"San Agustín nos enseñó que el propósito de la vida es buscar la verdad y vivir de acuerdo con ella", continuó Giancarlo. "Pero, ¿qué hacemos cuando la verdad es difícil de discernir? ¿Cuando las líneas entre el bien y el mal se difuminan? Aquí, en este Comité, debemos ser los guardianes de esa verdad, aun cuando el costo sea alto".
Edison, acostumbrado a un enfoque más racional y científico, se sintió desconcertado por la mezcla de religión y política. Sin embargo, no pudo evitar sentirse atraído por la pasión de Giancarlo. Cee, por otro lado, se sentía más cómoda, recordando las enseñanzas religiosas de su infancia.

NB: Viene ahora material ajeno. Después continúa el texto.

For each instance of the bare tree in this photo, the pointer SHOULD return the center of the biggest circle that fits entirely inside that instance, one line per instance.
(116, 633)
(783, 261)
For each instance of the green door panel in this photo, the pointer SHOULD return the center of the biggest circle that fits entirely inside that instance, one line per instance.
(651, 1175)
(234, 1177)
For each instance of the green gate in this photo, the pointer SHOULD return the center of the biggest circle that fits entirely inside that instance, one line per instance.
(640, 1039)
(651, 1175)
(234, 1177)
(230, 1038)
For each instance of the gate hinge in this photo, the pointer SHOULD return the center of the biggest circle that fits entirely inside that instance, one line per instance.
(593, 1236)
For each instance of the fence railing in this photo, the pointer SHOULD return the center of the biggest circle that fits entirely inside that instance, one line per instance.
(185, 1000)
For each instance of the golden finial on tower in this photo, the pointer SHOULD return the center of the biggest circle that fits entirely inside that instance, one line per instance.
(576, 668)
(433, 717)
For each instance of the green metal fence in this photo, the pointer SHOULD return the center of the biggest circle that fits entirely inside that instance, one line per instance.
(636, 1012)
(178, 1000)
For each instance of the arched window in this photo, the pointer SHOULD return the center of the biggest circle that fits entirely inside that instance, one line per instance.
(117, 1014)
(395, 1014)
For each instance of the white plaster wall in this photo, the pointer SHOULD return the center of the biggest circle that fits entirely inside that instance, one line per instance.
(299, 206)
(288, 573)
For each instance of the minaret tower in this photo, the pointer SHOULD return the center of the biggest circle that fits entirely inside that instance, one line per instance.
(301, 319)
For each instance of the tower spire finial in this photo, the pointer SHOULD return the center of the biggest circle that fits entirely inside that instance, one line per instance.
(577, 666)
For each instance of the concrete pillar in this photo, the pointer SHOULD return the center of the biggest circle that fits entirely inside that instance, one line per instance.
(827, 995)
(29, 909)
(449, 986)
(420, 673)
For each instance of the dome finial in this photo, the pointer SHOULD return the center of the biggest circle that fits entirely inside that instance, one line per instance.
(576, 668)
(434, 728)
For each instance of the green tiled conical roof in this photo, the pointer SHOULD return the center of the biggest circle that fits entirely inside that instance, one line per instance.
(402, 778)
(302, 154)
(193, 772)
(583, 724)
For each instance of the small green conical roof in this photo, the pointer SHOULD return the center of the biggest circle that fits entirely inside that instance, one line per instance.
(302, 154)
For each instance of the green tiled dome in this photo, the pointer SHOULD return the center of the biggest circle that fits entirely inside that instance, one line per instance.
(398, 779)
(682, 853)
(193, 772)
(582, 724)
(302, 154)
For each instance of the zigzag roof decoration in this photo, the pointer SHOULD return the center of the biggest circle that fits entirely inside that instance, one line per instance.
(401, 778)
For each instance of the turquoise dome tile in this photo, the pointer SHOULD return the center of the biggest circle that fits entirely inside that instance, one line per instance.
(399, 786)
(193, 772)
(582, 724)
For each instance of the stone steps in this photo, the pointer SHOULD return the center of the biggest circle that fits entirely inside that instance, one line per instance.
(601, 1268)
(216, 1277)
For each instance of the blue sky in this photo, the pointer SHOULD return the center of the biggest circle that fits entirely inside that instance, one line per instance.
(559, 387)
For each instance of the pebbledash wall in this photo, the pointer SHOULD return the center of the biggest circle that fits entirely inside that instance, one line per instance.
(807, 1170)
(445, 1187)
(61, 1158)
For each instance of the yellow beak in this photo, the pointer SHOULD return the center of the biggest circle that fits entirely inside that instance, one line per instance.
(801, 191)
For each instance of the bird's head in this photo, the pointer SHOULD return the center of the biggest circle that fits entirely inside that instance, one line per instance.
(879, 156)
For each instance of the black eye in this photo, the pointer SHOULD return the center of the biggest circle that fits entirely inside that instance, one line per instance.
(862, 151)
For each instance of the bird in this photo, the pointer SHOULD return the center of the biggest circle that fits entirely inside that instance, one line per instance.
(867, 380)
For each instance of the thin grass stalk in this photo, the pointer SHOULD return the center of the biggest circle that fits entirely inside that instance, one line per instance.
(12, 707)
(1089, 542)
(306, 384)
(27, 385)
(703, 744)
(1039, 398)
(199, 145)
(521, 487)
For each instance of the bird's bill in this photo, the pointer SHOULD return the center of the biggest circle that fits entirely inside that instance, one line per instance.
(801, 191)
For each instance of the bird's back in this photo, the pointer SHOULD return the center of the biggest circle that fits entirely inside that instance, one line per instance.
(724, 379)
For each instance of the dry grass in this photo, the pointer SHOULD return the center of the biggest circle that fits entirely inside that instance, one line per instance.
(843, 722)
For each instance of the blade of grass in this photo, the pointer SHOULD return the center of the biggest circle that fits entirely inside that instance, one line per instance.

La discusión se intensificó cuando uno de los miembros del Comité, un ex sacerdote convertido en jefe mafioso, compartió una anécdota sobre un ajuste de cuentas en nombre de la justicia divina. La historia, cruda y violenta, reflejaba la dualidad de la moralidad y la justicia en el mundo real.
"En una ocasión", narró el ex sacerdote, "me enfrenté a un hombre que había traicionado a su comunidad. Su traición había llevado al sufrimiento de muchos inocentes. Recuerdo sus palabras finales antes de que se hiciera justicia: "¿Quién eres tú para juzgarme?" Le respondí: "No soy yo quien te juzga, sino tus propias acciones. A veces, la justicia requiere una mano firme, aunque pesada".
Las palabras resonaron en la sala, creando un eco de reflexión y duda. Edison y Cee intercambiaron miradas, comprendiendo la complejidad de la moralidad en el mundo en el que operaban.
De repente, las puertas de la sala se abrieron de golpe. Un hombre de apariencia desaliñada y ojos brillantes de embriaguez irrumpió en la sala. Llevaba un abrigo raído y una barba descuidada. Los guardias se apresuraron a detenerlo, pero Giancarlo levantó una mano para detenerlos.
"Déjenlo entrar", dijo Giancarlo con voz firme. "Quiero escuchar lo que este hombre tiene que decir."